Share your dilemmas and get honest opinions from other Mumsnetters.

There's always a fight!!! Spending Mothers Day with my mum and my children

621 replies

Asher09 · 06/03/2024 05:26

I've been a mum for 3 years now and my husband and I have a fight every year where he makes a big deal about the kids not seeing his mum on Mothers Day.

When we were married (without kids) we would work with each others siblings and split the day or alternate days. Now that I've become a mum I believe the day should be about me but every year its overshadowed by his expectations and feelings.

I have ALWAYS suggested seeing his mum TOGETHER the day before mothers day but he always wants to coordinate that with his sister who doesnt make it easy for us (shes a single parent so doesnt have a MIL to deal with btw). I have even suggested us taking MIL out separately if his sister cant come - but he doesnt like that.

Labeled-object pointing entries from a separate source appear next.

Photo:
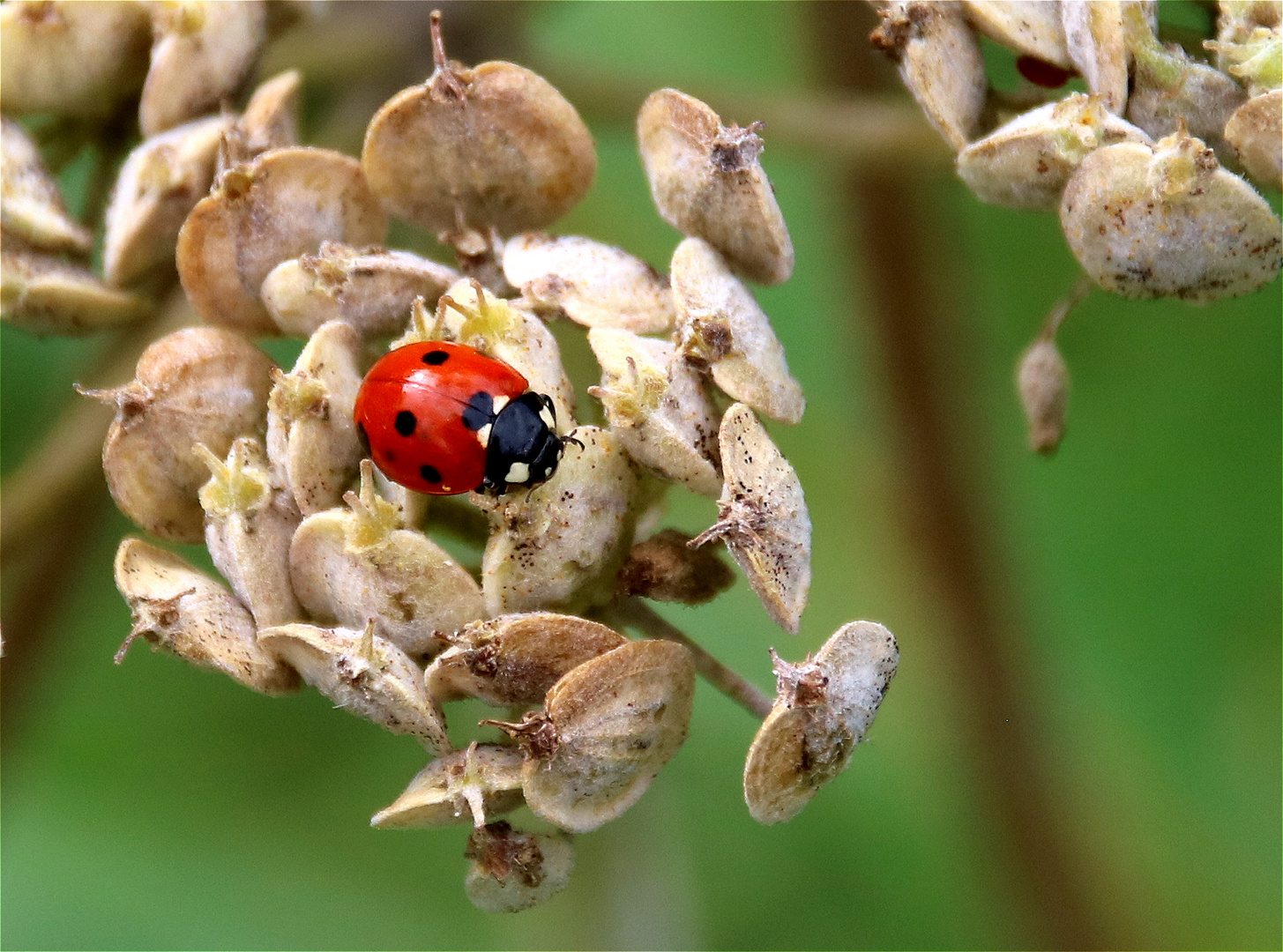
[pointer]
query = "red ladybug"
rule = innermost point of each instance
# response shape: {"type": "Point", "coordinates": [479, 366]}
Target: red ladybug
{"type": "Point", "coordinates": [444, 419]}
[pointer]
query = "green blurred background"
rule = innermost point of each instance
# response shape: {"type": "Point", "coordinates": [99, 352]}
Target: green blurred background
{"type": "Point", "coordinates": [1082, 747]}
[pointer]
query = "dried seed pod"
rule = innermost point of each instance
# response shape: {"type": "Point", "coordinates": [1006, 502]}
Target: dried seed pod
{"type": "Point", "coordinates": [371, 289]}
{"type": "Point", "coordinates": [823, 710]}
{"type": "Point", "coordinates": [73, 59]}
{"type": "Point", "coordinates": [1026, 162]}
{"type": "Point", "coordinates": [474, 785]}
{"type": "Point", "coordinates": [939, 62]}
{"type": "Point", "coordinates": [310, 436]}
{"type": "Point", "coordinates": [1257, 132]}
{"type": "Point", "coordinates": [364, 673]}
{"type": "Point", "coordinates": [47, 294]}
{"type": "Point", "coordinates": [197, 385]}
{"type": "Point", "coordinates": [202, 53]}
{"type": "Point", "coordinates": [1167, 221]}
{"type": "Point", "coordinates": [665, 569]}
{"type": "Point", "coordinates": [722, 327]}
{"type": "Point", "coordinates": [516, 658]}
{"type": "Point", "coordinates": [657, 405]}
{"type": "Point", "coordinates": [592, 284]}
{"type": "Point", "coordinates": [157, 188]}
{"type": "Point", "coordinates": [707, 181]}
{"type": "Point", "coordinates": [192, 616]}
{"type": "Point", "coordinates": [349, 566]}
{"type": "Point", "coordinates": [473, 149]}
{"type": "Point", "coordinates": [249, 524]}
{"type": "Point", "coordinates": [512, 872]}
{"type": "Point", "coordinates": [560, 546]}
{"type": "Point", "coordinates": [31, 205]}
{"type": "Point", "coordinates": [611, 724]}
{"type": "Point", "coordinates": [762, 517]}
{"type": "Point", "coordinates": [282, 205]}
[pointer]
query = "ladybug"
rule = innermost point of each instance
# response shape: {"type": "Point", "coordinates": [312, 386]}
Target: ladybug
{"type": "Point", "coordinates": [445, 419]}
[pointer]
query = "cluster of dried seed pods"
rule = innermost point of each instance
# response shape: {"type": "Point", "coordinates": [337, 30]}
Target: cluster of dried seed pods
{"type": "Point", "coordinates": [1144, 168]}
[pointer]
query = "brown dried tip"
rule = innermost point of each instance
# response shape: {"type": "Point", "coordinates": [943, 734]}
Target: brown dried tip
{"type": "Point", "coordinates": [707, 182]}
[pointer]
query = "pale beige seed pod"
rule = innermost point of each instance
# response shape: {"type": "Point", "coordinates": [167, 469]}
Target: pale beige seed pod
{"type": "Point", "coordinates": [939, 62]}
{"type": "Point", "coordinates": [197, 385]}
{"type": "Point", "coordinates": [312, 439]}
{"type": "Point", "coordinates": [762, 517]}
{"type": "Point", "coordinates": [203, 50]}
{"type": "Point", "coordinates": [494, 146]}
{"type": "Point", "coordinates": [592, 284]}
{"type": "Point", "coordinates": [31, 205]}
{"type": "Point", "coordinates": [358, 563]}
{"type": "Point", "coordinates": [1026, 162]}
{"type": "Point", "coordinates": [468, 785]}
{"type": "Point", "coordinates": [363, 673]}
{"type": "Point", "coordinates": [656, 403]}
{"type": "Point", "coordinates": [516, 658]}
{"type": "Point", "coordinates": [279, 207]}
{"type": "Point", "coordinates": [369, 287]}
{"type": "Point", "coordinates": [1167, 221]}
{"type": "Point", "coordinates": [190, 614]}
{"type": "Point", "coordinates": [707, 181]}
{"type": "Point", "coordinates": [73, 59]}
{"type": "Point", "coordinates": [160, 183]}
{"type": "Point", "coordinates": [249, 524]}
{"type": "Point", "coordinates": [560, 546]}
{"type": "Point", "coordinates": [722, 327]}
{"type": "Point", "coordinates": [607, 729]}
{"type": "Point", "coordinates": [823, 710]}
{"type": "Point", "coordinates": [511, 872]}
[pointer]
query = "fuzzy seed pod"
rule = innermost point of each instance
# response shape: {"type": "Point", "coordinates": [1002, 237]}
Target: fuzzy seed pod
{"type": "Point", "coordinates": [192, 616]}
{"type": "Point", "coordinates": [762, 517]}
{"type": "Point", "coordinates": [281, 205]}
{"type": "Point", "coordinates": [823, 710]}
{"type": "Point", "coordinates": [364, 673]}
{"type": "Point", "coordinates": [197, 385]}
{"type": "Point", "coordinates": [516, 658]}
{"type": "Point", "coordinates": [721, 326]}
{"type": "Point", "coordinates": [1167, 221]}
{"type": "Point", "coordinates": [371, 289]}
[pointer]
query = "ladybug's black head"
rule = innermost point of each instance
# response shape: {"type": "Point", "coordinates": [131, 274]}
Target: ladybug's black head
{"type": "Point", "coordinates": [524, 447]}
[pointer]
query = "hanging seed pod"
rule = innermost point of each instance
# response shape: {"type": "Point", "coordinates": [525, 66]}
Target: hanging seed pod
{"type": "Point", "coordinates": [157, 188]}
{"type": "Point", "coordinates": [823, 710]}
{"type": "Point", "coordinates": [560, 546]}
{"type": "Point", "coordinates": [720, 326]}
{"type": "Point", "coordinates": [197, 385]}
{"type": "Point", "coordinates": [281, 205]}
{"type": "Point", "coordinates": [474, 785]}
{"type": "Point", "coordinates": [512, 872]}
{"type": "Point", "coordinates": [473, 149]}
{"type": "Point", "coordinates": [657, 405]}
{"type": "Point", "coordinates": [516, 658]}
{"type": "Point", "coordinates": [762, 517]}
{"type": "Point", "coordinates": [939, 62]}
{"type": "Point", "coordinates": [364, 673]}
{"type": "Point", "coordinates": [607, 729]}
{"type": "Point", "coordinates": [371, 289]}
{"type": "Point", "coordinates": [249, 524]}
{"type": "Point", "coordinates": [202, 53]}
{"type": "Point", "coordinates": [31, 205]}
{"type": "Point", "coordinates": [310, 436]}
{"type": "Point", "coordinates": [360, 563]}
{"type": "Point", "coordinates": [73, 59]}
{"type": "Point", "coordinates": [1026, 162]}
{"type": "Point", "coordinates": [190, 614]}
{"type": "Point", "coordinates": [592, 284]}
{"type": "Point", "coordinates": [1167, 221]}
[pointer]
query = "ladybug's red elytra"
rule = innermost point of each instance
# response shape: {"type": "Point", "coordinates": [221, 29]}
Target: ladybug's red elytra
{"type": "Point", "coordinates": [444, 419]}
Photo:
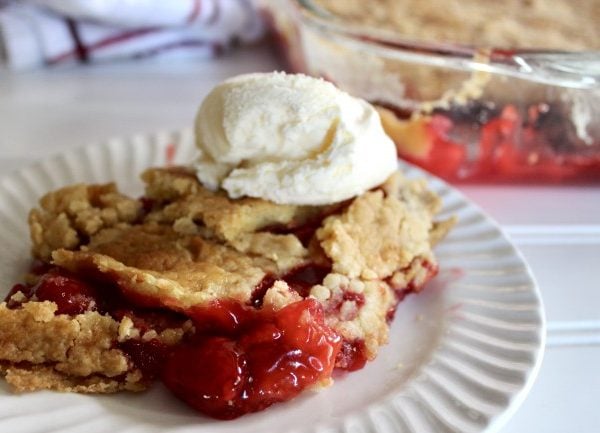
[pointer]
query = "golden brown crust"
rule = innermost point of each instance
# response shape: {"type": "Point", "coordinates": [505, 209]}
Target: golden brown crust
{"type": "Point", "coordinates": [380, 231]}
{"type": "Point", "coordinates": [550, 24]}
{"type": "Point", "coordinates": [68, 216]}
{"type": "Point", "coordinates": [39, 377]}
{"type": "Point", "coordinates": [194, 246]}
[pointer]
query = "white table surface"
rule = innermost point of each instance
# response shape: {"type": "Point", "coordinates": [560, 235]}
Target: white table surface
{"type": "Point", "coordinates": [557, 228]}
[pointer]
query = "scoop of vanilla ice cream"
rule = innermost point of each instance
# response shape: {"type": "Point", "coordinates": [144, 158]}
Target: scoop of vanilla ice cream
{"type": "Point", "coordinates": [291, 139]}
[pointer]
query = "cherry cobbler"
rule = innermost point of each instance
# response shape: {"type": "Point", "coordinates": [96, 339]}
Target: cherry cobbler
{"type": "Point", "coordinates": [233, 304]}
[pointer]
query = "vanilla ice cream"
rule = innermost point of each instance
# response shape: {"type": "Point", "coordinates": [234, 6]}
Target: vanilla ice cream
{"type": "Point", "coordinates": [291, 139]}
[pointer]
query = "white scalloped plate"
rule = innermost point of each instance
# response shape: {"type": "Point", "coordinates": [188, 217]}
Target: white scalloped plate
{"type": "Point", "coordinates": [461, 357]}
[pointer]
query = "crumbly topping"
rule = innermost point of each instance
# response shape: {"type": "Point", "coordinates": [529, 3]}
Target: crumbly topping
{"type": "Point", "coordinates": [191, 246]}
{"type": "Point", "coordinates": [76, 346]}
{"type": "Point", "coordinates": [224, 217]}
{"type": "Point", "coordinates": [379, 232]}
{"type": "Point", "coordinates": [39, 377]}
{"type": "Point", "coordinates": [68, 216]}
{"type": "Point", "coordinates": [550, 24]}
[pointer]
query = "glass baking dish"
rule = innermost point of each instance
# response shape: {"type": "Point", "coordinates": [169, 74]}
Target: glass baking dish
{"type": "Point", "coordinates": [465, 113]}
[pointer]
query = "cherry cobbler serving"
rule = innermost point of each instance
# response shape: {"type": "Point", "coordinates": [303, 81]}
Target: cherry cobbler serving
{"type": "Point", "coordinates": [233, 304]}
{"type": "Point", "coordinates": [234, 301]}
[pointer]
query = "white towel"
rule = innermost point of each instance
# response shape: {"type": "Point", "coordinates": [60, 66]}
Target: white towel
{"type": "Point", "coordinates": [49, 32]}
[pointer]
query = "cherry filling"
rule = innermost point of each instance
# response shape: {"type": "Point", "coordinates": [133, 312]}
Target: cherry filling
{"type": "Point", "coordinates": [255, 360]}
{"type": "Point", "coordinates": [482, 141]}
{"type": "Point", "coordinates": [240, 359]}
{"type": "Point", "coordinates": [73, 296]}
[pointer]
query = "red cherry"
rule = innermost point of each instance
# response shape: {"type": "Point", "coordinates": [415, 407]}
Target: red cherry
{"type": "Point", "coordinates": [71, 295]}
{"type": "Point", "coordinates": [209, 375]}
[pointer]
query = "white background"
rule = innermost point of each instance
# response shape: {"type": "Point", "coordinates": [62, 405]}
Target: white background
{"type": "Point", "coordinates": [556, 227]}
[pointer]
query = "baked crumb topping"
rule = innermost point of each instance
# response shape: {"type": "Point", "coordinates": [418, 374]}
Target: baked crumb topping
{"type": "Point", "coordinates": [184, 248]}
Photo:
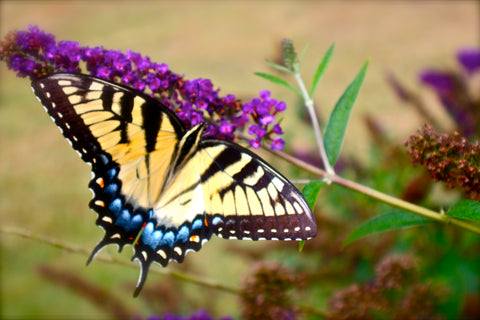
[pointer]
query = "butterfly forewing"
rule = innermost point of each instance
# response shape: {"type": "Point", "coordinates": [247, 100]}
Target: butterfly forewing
{"type": "Point", "coordinates": [167, 188]}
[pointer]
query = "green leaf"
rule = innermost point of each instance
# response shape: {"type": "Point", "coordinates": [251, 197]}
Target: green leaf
{"type": "Point", "coordinates": [310, 191]}
{"type": "Point", "coordinates": [465, 209]}
{"type": "Point", "coordinates": [385, 222]}
{"type": "Point", "coordinates": [278, 66]}
{"type": "Point", "coordinates": [277, 80]}
{"type": "Point", "coordinates": [322, 66]}
{"type": "Point", "coordinates": [337, 123]}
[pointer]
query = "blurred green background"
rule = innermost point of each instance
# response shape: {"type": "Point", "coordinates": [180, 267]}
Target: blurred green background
{"type": "Point", "coordinates": [43, 184]}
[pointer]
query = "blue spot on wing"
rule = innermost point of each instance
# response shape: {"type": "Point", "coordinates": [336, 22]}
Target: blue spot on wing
{"type": "Point", "coordinates": [168, 239]}
{"type": "Point", "coordinates": [111, 190]}
{"type": "Point", "coordinates": [197, 224]}
{"type": "Point", "coordinates": [150, 236]}
{"type": "Point", "coordinates": [183, 234]}
{"type": "Point", "coordinates": [115, 206]}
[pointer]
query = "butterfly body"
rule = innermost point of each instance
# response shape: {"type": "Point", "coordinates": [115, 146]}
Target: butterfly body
{"type": "Point", "coordinates": [162, 188]}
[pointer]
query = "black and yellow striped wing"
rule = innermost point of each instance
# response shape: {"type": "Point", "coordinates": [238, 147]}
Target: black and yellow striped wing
{"type": "Point", "coordinates": [163, 186]}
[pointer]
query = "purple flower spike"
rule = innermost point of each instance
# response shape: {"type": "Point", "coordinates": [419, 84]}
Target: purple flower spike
{"type": "Point", "coordinates": [470, 59]}
{"type": "Point", "coordinates": [34, 53]}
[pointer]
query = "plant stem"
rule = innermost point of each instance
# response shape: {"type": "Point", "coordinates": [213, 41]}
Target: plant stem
{"type": "Point", "coordinates": [380, 196]}
{"type": "Point", "coordinates": [316, 127]}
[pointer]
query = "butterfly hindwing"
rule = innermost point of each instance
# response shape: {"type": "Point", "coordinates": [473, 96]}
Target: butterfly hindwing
{"type": "Point", "coordinates": [245, 198]}
{"type": "Point", "coordinates": [161, 188]}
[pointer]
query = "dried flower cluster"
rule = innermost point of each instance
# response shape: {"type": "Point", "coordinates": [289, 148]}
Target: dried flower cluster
{"type": "Point", "coordinates": [34, 53]}
{"type": "Point", "coordinates": [267, 293]}
{"type": "Point", "coordinates": [393, 294]}
{"type": "Point", "coordinates": [448, 158]}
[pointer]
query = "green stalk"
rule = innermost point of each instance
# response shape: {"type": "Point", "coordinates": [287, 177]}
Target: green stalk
{"type": "Point", "coordinates": [380, 196]}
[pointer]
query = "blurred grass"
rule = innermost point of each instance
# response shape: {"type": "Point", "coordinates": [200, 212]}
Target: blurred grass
{"type": "Point", "coordinates": [43, 184]}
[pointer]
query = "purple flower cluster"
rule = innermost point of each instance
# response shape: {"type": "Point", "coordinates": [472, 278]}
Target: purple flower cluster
{"type": "Point", "coordinates": [452, 89]}
{"type": "Point", "coordinates": [34, 53]}
{"type": "Point", "coordinates": [199, 315]}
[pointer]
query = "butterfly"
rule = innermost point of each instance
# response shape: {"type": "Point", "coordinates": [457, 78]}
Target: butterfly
{"type": "Point", "coordinates": [161, 188]}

My first mothers day, we did the day before lunch with his mum and then the day of breakfast with my mum. The second mothers day i suggested we do the similar thing but he left it too late to plan with his family then asked me if I can split my mothers day between his mum and mine - i respectfully declined as i had already made pland and encouraged him to spend time with his mum. He kicked off about the kids not seeing his mum that year.

This year I want to spend mothers day with the kids (not see anyone else, not even my mum) and so I politely asked him if we could split the day before between our mums. My mum works and so I suggested the breakfast with his and dinner with mine. No plan was set in stone btw, it was just a request which I was happy to change.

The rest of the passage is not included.